At times the prey may be so large that it is impossible to swallow whole. In such cases, the bird will simply remain still to allow its rapid digestion to consume its catch that slowly slips down the gullet. The undigested scales and bones are regurgitated as pellets.

Kingfishers nest in dirt banks along rivers, constructing tunnels as far as 15 feet deep and slightly angled upward. At the end of the tunnel, it constructs a 6- to 10-inch-deep nest chamber. Its bill serves as a digging tool, and it pushes the loose dirt out with its small but strong feet. The construction takes three days to three weeks, depending on the type of soil. The chamber us then lined with grass, feathers, and materials from its pellets. The female lays five to eight eggs that hatch in about three weeks. After the young are fledged, the parents teach the youngsters the art of fishing by dropping dead meals into the water for retrieval; within ten days the fledglings are catching their own prey,

Although the belted kingfisher is our most common kingfisher species, two other kingfishers occur in our region: the tiny green kingfisher is resident along the Guadalupe and San Antonio rivers, and an occasional ringed kingfisher visits our area from further south.
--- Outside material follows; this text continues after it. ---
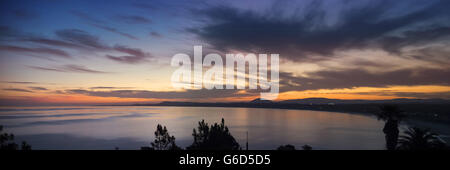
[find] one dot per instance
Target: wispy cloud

The larger ringed kingfisher sports an all rusty belly and more massive bill and deeper rattle call. The call of the green kingfisher is a series of metallic ticks.

Belted kingfishers will be us all though the winter months, and their presence allows us to appreciate our rich diversity in our bird life. One author wrote: “Up and down the creek he goes, With rattled call to warn his foes.” Enjoy!